The more I think about the "10x" idea, the less I'm sure that there's a legitimate answer that isn't an ultra-capitalist delusion. On the one hand, you have a Chosen One narrative, that employers merely need to locate the one elite worker, who will happily put in extra hours for free. On the other, you have the idea that individual workers don't matter, as long as the elite leader--teacher or manager, formal or informal--is there to guide the benighted laborers.

Is that reductive? Maybe. Is it a distortion? Probably not, since we're talking about a term used to discuss productivity to multi-billion dollar, multi-national corporations.

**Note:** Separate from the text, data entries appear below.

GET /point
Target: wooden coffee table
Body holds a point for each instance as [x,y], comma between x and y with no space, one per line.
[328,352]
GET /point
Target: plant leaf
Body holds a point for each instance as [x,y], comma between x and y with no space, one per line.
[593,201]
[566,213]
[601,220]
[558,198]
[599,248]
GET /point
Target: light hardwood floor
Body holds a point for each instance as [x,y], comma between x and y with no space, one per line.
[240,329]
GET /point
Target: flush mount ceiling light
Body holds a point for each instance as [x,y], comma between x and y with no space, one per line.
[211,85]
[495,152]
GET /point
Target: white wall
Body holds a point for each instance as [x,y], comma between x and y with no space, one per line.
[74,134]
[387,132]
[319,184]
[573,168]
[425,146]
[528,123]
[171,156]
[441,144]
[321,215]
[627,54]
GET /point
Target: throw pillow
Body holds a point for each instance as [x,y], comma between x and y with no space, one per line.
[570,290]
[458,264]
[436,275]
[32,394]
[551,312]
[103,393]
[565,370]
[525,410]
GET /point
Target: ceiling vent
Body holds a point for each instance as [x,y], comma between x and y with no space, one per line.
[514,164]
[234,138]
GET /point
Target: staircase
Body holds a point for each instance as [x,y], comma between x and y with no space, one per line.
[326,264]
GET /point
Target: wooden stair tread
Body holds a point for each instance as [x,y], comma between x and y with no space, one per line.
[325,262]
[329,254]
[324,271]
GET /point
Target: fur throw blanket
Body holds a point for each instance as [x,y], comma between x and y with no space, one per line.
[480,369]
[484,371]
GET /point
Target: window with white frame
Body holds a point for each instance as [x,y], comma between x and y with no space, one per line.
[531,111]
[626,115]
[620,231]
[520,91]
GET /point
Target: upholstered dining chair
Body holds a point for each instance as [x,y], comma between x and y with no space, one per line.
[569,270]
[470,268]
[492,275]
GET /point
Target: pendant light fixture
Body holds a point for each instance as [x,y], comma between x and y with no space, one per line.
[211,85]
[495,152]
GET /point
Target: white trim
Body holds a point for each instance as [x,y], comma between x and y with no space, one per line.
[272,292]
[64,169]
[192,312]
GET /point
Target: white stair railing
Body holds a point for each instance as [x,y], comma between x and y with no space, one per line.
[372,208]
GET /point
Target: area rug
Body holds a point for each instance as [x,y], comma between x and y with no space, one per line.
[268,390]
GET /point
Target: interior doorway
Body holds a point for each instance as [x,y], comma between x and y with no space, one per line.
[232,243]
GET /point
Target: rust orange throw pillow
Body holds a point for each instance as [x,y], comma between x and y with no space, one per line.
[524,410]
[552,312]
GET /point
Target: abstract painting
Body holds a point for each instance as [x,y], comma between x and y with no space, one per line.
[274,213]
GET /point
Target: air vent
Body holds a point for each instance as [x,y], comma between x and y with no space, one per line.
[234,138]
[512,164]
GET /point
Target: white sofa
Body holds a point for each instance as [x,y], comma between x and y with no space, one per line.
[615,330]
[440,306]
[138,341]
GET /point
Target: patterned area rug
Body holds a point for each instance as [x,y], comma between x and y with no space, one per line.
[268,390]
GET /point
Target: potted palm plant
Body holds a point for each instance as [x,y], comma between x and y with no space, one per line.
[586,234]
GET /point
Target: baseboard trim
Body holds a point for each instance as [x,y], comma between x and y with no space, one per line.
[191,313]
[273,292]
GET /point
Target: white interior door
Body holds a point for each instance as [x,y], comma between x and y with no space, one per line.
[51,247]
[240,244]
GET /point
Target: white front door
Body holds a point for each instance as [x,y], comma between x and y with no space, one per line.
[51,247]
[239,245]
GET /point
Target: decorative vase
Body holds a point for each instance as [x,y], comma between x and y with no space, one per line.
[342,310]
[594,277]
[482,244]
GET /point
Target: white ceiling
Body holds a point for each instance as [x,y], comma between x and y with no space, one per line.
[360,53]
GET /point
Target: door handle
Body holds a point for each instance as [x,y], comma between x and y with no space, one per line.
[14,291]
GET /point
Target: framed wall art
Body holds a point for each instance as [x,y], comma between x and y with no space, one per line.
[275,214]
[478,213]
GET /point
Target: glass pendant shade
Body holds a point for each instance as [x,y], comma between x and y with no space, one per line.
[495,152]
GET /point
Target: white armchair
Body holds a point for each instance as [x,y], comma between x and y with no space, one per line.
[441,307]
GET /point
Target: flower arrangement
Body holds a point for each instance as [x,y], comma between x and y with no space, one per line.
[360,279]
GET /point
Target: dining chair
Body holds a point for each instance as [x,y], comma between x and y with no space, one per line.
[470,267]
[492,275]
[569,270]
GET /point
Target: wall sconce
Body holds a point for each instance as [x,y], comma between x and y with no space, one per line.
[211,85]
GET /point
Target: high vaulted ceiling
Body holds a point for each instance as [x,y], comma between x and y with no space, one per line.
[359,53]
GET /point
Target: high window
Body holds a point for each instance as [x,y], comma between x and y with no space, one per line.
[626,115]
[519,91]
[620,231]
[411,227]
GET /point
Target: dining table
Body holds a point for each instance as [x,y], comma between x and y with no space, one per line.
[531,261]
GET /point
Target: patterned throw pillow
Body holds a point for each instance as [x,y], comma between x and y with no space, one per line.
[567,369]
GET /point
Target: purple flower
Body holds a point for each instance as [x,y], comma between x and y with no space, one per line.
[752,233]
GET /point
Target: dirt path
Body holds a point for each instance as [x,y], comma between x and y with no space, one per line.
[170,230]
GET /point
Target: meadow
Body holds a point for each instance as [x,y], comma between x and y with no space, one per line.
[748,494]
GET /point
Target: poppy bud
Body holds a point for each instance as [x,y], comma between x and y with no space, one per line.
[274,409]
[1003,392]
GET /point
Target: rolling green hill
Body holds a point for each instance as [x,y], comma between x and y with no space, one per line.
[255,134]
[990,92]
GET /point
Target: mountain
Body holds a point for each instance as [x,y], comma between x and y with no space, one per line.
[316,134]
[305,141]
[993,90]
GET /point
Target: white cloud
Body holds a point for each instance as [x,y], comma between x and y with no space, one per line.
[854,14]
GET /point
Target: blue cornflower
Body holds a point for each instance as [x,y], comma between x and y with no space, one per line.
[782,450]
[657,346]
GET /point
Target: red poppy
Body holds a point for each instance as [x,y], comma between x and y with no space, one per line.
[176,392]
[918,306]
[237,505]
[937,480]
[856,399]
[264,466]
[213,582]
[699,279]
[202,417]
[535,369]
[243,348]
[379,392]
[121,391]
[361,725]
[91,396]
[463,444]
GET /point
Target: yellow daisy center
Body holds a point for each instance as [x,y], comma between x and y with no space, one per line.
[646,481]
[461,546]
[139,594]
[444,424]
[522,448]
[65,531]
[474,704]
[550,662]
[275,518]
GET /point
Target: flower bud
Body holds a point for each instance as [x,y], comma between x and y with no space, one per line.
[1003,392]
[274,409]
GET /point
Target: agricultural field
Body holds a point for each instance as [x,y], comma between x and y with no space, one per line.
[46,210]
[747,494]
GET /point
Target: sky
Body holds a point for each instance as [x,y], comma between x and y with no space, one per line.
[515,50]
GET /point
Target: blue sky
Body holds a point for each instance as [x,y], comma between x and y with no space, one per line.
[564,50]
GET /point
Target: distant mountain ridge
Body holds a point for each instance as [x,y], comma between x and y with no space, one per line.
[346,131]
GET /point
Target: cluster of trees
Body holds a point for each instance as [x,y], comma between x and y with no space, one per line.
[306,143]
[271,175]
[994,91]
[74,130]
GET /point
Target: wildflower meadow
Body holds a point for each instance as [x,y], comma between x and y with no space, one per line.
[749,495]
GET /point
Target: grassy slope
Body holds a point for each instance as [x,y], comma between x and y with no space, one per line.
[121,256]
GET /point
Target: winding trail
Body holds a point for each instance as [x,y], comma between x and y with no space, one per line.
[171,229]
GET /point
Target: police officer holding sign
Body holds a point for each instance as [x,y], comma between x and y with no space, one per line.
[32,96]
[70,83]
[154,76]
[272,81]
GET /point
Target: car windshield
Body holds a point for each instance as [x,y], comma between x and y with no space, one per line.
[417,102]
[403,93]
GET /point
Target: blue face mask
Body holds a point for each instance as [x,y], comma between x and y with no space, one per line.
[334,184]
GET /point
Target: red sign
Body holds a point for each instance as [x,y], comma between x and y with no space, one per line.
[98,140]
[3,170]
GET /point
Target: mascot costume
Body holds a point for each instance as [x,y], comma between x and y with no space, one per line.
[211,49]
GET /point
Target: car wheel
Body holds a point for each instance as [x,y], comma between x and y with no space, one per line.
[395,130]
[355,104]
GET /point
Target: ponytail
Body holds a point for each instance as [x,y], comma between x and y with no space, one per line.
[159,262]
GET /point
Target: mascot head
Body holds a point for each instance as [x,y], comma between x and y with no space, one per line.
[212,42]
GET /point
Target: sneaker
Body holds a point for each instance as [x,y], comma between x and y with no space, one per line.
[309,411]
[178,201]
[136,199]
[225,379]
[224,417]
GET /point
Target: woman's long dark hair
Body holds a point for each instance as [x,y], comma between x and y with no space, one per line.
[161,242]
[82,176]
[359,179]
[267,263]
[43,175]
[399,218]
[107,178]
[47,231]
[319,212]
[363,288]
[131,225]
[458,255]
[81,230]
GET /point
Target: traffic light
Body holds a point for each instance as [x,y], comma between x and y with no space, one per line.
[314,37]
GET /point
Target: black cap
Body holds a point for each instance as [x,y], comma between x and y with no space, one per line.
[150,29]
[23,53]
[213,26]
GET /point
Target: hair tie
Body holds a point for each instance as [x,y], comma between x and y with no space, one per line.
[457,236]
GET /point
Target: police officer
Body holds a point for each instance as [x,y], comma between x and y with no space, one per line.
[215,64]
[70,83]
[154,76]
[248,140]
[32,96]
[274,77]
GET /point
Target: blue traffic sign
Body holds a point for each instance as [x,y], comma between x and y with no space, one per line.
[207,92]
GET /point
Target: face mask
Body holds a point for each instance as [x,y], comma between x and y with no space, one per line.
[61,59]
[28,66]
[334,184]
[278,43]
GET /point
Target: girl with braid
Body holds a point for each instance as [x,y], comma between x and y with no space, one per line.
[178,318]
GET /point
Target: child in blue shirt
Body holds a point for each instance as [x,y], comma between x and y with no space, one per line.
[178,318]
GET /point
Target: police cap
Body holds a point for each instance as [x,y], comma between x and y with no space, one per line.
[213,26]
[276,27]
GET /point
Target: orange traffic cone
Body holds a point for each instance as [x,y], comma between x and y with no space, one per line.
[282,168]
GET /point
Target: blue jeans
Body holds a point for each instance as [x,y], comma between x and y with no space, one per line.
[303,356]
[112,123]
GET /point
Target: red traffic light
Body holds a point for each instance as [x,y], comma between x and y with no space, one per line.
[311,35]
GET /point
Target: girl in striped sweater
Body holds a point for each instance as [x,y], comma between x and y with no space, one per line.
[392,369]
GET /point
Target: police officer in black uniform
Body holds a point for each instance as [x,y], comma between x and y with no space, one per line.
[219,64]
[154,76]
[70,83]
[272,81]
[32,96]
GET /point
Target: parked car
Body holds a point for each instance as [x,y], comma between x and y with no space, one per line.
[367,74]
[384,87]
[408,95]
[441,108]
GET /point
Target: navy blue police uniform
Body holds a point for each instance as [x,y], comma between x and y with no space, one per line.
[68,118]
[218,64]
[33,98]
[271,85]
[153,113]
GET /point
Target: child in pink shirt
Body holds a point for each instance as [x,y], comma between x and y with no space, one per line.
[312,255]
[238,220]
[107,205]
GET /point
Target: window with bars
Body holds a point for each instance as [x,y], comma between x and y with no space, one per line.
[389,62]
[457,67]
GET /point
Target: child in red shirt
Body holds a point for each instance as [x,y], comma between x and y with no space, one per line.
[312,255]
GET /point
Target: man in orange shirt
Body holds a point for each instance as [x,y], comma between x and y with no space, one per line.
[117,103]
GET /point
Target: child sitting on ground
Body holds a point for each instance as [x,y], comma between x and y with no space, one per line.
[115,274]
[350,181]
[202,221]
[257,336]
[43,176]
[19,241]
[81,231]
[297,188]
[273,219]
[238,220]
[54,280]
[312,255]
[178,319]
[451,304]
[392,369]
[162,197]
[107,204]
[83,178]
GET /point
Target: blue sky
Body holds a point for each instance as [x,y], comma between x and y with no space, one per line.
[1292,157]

There's maybe one exception where I'd be comfortable using the term, but it's unsatisfying, since none of us gets to feel special: Modern tooling makes us all far more effective at our jobs. I can't put a number on it, but the libraries, frameworks, error checkers, and even coordination tools available now make it much faster and easier to create and deploy an equivalent project twenty, thirty, forty, fifty, or sixty years ago.

That is, even a mediocre programmer today is (on average, assuming that they use the tools available) going to get things done faster and more reliably than even small teams working twenty years ago. Most of us--assuming that we planned out the necessary features ahead of time--could probably kick out a basic centralized social networking site in a weekend on our own. But that definitely wasn't the case in 1996, when the first sites launched. If that's not ten times, then we're all definitely working ten times faster than even the best developers writing mainframe applications in the 1970s...

So, maybe the answer to the specific question is that communities, building and improving tools and code over decades, are what make 10x developers.